Gözlerimi kısarak ona baktım. Güz meselesi benim için önemliydi ve Ahsen'in bilerek böyle davrandığını bilmesem sert çıkabilirdim.

"Lale hoca da ne diye tanıştırdıysa beni orada. Sessizce odadan ayrılacaktım, sinirlerim de zıplamayacaktı," dediğimde Ahsen zoraki bir gülümsemeyle, "Medeni insanlar bir ortamda karşılaştıklarında iletişim kurup muhabbet ederler. Seni bir türlü muasır medeniyetler seviyesine ulaştıramadık." dedi. Onun sözlerini umursamadığımı gösterircesine ellerimi savurdum.

"Bir de geniş geniş sırıtıp duruyor. Ortalıkta komik bir şey de yok ki, her dakika gülüyor," Aklıma bakışları geldiğinde hiç vakit kaybetmeden zihnimden kovaladım. Düşüncelerimde sıklıkla yer alıyordu. Bu beni çileden çıkartırken bir de muhabbetlerime dahil edersem kendime çıkış yolu bulamazdım.

"Neyse, ben dedemlere geçeceğim. Burada ayrılalım," deyip Ahsen'le vedalaştım. Dedemler bizim eve on dakikalık mesafede oturuyorlardı ve akşam için yemeğe davet etmişlerdi. Babamla yıllardır aramızda olan gerilimin aksine dedem ve babaannem beni hep desteklemiş, babamın inadını yıkmak için çabalamışlardı.

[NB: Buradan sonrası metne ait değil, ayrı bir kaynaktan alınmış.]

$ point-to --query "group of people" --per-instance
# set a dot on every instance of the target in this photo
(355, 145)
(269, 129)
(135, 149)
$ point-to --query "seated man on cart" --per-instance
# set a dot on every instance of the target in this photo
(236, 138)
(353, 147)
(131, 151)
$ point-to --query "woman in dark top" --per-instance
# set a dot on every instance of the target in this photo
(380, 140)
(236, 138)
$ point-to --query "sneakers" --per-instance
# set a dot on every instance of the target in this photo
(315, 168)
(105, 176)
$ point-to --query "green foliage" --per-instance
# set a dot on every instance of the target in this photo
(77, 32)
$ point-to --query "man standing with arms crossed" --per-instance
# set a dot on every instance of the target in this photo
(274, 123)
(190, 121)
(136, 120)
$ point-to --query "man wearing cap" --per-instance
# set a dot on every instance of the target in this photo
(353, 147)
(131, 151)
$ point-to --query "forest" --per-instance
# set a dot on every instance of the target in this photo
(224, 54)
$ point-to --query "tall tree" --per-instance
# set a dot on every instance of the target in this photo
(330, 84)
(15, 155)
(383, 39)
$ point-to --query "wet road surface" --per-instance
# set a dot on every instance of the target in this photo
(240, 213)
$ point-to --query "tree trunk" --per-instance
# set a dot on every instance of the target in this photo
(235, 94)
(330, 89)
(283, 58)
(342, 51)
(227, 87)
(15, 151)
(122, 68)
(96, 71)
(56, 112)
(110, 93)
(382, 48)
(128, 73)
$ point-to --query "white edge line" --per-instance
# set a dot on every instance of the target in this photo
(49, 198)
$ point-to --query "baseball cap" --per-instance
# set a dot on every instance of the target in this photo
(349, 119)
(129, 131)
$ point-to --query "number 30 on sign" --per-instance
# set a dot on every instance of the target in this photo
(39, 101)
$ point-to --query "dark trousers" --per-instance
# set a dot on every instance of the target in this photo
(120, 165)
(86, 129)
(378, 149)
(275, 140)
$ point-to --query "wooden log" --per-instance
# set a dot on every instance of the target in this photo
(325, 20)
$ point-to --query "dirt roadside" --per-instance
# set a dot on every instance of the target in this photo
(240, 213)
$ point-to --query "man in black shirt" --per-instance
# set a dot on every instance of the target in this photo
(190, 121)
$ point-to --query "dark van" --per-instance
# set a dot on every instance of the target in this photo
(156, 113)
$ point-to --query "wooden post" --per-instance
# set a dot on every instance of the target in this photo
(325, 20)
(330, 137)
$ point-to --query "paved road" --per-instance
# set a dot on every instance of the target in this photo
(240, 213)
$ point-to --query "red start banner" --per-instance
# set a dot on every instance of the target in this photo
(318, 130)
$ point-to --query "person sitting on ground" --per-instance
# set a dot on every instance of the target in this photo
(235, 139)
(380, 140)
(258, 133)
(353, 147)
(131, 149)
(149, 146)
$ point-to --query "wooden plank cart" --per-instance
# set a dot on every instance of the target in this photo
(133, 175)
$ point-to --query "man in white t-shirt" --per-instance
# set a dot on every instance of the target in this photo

Dedem ve babaannem köyde doğup büyümüş insanlardı. Ben ilkokuldayken babam radikal bir karar verip onları buraya getirmişti. Kışın köyde çok fazla insan olmuyordu o nedenle kışları İstanbul'da, yazları memlekette geçiriyorlardı.

Eve vardığımda kapıyı çaldım. Babaannemi karşımda görünce o daha bir şey demeden boynuna sarıldım, elini öptüm. Elini öperken coşkuyla "Şampiyon kızım gelmiş, hoş gelmiş. Gir içeri, herkes masaya oturdu bile," dedi. Ayakkabılarımı içeri alırken kalbimde ufaktan başlayan gerilimi hissedebiliyordum. Ellerimi yıkayıp salona geçtiğimde herkesin gözünün üzerimde olduğunu görüp gerildim. Terlediğimi hissederken sessizce yerime geçtim. Aile ortamında olsak dahi insanların bakışlarının üzerimde olmasından hoşlanmıyordum. Ne kadar az dikkat çekersem o kadar iyiydi benim için.

"Saat kaçta toplanacağımızı biliyorsun Güzide, neden gecikiyorsun?" Babamın sert sesiyle bakışlarımı çorbamdan kaldırıp ona çevirdim.

"Kusura bakmayın," deyip sustum. Babam birçok şeyde olduğu gibi bu tercihimde de bana karşı çıkmış, inatla Güzide diye seslenmeye devam ediyordu.

Dedem sırtımı sıvazladı. "Bir şey olmaz, iftar saati değil ya. Torunum gelmeden boğazımdan geçmedi zaten. Ama Ramazan olsaydı hiçbirimiz beklemezdik bak," deyip güldü. O gülünce masadaki herkes ona eşlik etti. Dedem hep böyleydi, ortamı yumuşatmak için çaktırmadan ufak dokunuşlar yapardı.